The story goes that Abraham had his tent open on all sides, to welcome guests. When I was religious, it was a mandate to invite guests for holiday and Sabbath meals, to give guests a place to sleep, to welcome others into the fold.

In some communities, it’s about sharing the faith, welcoming others into what you believe. For me, hospitality is all about being open, welcoming new ideas, new perspectives, new stories.

This weekend, I am speaking at the Oakland University-hosted Hospitality Initiative about my new bread book. My book, The Flavors of Faith: Holy Breads, features stories of how bread is symbolic, significant and special to the faithful in a variety of communities and traditions.

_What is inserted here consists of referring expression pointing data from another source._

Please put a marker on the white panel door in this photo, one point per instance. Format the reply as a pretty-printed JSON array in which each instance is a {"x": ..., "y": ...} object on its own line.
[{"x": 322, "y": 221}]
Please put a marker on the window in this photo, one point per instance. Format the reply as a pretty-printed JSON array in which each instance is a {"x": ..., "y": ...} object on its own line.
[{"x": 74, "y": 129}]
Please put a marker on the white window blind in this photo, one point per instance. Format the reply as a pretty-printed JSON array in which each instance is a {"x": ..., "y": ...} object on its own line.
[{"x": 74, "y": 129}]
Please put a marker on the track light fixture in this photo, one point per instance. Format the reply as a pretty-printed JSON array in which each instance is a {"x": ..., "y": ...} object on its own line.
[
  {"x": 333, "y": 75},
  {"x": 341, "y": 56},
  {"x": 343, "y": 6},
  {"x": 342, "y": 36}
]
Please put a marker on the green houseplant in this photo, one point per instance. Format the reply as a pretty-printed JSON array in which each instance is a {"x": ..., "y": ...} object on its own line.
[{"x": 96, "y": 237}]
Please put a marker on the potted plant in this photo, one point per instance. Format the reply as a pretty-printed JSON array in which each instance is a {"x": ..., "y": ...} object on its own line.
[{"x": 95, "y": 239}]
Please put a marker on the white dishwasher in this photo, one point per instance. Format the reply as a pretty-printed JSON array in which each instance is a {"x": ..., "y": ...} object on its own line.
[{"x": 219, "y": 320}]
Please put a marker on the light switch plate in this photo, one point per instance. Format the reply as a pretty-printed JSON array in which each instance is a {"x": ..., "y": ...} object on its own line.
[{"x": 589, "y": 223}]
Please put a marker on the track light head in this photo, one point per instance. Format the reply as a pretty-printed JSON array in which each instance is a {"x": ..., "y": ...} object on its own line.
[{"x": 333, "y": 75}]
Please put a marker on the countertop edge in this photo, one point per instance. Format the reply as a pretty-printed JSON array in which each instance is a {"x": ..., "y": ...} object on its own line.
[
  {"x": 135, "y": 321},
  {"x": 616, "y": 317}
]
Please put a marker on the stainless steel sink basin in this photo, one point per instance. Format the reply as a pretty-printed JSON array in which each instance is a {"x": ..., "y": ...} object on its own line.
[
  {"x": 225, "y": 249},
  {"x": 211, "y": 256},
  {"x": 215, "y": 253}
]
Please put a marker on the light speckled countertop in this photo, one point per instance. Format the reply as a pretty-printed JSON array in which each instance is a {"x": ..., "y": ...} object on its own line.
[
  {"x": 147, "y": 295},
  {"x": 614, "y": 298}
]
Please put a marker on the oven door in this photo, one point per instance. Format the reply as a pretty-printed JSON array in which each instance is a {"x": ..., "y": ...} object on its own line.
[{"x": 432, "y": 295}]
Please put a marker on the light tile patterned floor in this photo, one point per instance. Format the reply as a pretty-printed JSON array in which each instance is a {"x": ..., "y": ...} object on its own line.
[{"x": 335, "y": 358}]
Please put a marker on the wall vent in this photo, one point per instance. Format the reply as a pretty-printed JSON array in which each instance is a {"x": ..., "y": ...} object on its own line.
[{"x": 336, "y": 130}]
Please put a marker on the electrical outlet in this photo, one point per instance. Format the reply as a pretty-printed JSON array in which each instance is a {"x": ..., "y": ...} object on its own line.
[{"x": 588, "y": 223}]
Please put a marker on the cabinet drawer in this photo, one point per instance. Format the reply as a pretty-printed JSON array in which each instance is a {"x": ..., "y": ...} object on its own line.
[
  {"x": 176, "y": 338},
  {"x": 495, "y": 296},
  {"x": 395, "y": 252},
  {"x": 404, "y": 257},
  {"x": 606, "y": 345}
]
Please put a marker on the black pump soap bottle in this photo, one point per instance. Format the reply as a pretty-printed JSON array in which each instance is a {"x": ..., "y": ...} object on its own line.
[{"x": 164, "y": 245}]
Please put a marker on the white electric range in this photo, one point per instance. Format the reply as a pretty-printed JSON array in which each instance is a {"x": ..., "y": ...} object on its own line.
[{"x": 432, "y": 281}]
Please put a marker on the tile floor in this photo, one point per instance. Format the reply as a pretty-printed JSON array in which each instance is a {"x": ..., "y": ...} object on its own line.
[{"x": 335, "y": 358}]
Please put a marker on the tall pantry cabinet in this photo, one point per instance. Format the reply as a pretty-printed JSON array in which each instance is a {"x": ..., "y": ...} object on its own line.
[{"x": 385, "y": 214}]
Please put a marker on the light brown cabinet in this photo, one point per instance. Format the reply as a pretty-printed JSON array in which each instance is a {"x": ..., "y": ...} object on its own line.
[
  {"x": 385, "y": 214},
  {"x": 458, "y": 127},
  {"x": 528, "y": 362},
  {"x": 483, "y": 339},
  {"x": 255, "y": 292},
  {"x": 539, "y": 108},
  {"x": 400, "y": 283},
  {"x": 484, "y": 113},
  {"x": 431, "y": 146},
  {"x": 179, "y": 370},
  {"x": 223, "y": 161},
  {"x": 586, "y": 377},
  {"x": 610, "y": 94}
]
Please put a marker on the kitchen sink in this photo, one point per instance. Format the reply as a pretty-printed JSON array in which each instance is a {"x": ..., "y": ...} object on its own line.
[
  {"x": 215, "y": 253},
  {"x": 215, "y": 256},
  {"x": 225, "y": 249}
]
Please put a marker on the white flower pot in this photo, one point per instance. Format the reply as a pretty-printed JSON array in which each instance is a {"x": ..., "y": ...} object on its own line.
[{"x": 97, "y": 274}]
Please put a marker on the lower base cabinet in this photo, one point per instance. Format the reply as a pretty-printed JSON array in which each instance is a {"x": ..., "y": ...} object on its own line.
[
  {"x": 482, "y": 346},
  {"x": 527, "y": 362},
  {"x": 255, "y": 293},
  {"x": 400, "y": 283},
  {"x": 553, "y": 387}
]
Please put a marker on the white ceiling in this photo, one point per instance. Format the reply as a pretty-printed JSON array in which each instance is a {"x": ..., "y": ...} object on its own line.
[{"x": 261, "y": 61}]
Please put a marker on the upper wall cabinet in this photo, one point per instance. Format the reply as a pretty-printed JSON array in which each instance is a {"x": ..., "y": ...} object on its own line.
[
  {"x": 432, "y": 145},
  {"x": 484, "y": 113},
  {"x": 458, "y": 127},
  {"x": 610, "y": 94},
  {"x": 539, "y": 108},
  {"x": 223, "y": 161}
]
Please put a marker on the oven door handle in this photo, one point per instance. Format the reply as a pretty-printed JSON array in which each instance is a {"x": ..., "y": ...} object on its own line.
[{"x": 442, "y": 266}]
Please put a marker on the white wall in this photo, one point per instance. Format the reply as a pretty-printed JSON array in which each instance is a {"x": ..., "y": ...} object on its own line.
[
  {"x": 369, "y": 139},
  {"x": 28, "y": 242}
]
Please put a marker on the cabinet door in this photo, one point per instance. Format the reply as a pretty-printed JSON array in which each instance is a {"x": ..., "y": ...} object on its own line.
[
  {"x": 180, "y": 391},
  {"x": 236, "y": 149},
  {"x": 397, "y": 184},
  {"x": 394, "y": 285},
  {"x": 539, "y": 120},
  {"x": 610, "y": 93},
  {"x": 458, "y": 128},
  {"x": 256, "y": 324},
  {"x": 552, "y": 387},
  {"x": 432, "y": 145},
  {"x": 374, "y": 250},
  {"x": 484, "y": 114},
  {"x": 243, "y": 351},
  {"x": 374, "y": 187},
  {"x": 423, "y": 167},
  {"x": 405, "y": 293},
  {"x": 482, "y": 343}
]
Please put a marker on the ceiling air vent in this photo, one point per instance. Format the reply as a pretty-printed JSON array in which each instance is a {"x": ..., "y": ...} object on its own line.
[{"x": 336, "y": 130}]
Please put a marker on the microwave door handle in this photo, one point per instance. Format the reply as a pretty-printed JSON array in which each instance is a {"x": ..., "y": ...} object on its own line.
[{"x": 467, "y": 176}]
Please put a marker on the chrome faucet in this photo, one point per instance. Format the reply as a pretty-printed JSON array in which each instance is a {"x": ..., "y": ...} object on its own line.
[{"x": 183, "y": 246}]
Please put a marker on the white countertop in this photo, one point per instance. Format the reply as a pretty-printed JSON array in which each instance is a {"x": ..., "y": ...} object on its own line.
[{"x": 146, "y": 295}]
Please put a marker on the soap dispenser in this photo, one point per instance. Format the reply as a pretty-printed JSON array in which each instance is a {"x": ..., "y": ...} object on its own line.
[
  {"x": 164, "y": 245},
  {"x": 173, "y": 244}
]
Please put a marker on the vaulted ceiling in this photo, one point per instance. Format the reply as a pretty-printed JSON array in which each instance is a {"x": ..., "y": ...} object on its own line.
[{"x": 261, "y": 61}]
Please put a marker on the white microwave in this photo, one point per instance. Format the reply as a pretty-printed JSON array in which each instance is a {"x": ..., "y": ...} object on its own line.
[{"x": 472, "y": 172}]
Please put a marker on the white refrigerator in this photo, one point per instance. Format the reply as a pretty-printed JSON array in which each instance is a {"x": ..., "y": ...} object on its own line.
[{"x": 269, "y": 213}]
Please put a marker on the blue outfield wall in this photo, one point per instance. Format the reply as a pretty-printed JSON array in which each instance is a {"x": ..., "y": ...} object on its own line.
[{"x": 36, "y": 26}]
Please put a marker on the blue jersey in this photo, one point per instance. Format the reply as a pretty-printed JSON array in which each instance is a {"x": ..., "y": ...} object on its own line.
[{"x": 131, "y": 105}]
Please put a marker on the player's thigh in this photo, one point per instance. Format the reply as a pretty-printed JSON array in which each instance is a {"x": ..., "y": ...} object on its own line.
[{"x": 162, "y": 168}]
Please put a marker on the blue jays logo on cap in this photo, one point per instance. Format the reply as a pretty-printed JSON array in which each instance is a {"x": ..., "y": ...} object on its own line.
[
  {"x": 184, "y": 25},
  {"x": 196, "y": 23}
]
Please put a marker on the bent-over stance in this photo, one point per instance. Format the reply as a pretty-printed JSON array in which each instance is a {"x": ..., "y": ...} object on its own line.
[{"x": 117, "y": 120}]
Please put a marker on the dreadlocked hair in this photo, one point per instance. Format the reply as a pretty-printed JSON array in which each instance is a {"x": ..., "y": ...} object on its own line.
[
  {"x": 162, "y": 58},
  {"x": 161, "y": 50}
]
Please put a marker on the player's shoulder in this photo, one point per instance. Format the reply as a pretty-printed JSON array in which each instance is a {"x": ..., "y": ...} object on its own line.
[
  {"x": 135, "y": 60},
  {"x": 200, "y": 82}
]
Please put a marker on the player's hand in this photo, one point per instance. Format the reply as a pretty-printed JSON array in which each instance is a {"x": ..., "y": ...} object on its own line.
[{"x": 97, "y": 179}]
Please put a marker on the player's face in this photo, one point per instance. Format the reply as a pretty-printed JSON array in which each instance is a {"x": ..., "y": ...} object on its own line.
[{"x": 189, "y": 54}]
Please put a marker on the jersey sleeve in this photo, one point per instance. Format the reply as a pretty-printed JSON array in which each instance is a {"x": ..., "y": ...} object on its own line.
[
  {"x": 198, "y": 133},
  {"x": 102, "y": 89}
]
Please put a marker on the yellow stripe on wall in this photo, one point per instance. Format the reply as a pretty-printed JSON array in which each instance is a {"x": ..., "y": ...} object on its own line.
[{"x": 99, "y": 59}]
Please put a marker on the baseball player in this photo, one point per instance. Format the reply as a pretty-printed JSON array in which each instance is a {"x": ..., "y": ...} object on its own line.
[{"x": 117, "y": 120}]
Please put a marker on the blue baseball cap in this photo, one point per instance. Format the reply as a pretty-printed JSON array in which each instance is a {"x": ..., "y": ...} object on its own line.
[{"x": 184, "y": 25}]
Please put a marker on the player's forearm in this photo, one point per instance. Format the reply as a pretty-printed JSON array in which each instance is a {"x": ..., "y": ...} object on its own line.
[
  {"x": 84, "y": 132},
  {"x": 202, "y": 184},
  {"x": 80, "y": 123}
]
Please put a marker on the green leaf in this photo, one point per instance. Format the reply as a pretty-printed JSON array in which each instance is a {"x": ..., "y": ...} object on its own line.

It’s about where we come together, how we are similar. 

Too often, we focus on what divides us – even within our own religion. The judgment filter bows under weight from the utterances of people convinced their way is the only way. Absolutely not. I have long believed that we are all saying the same thing, just with different words.

We all share a desire for higher meaning, for purpose, for inspiration.

We all share a love of being loved, of bestowing love, of nourishing others, of the satisfaction when someone else reclines at your table, belly full, heart expanded, all because of you.

We all feel good when we give of ourselves. We all feel a sense of purpose when we volunteer time and make donations.

We share more in common than we realize. Our hearts beat with the same fierceness, our breaths ease in and out like ocean waves, all of us.

The crescendo of feelings is on the same bell curve when we are fearful, when we lose someone dear, when we celebrate accomplishment, when we reach milestones.

We share the human journey and none of us – none of us – truly enjoys seeing another fall.

What connects us is our very own humanity. We all want to be connected in community and share the light of life. While I’m the first to admit I love my time alone, I know that it is connection and love which causes my blood to flow.

So tomorrow at 1:30 p.m., I’ll speak about the magic of bread – simply, flour, water and yeast – which elevates our existence, which connects us in its crumbs, which by its very presence makes an observance of holiday or Sabbath more than the mundane. And that’s what we’re all striving for: to pepper our lives with some spice, with some meaning, with some nuance of special.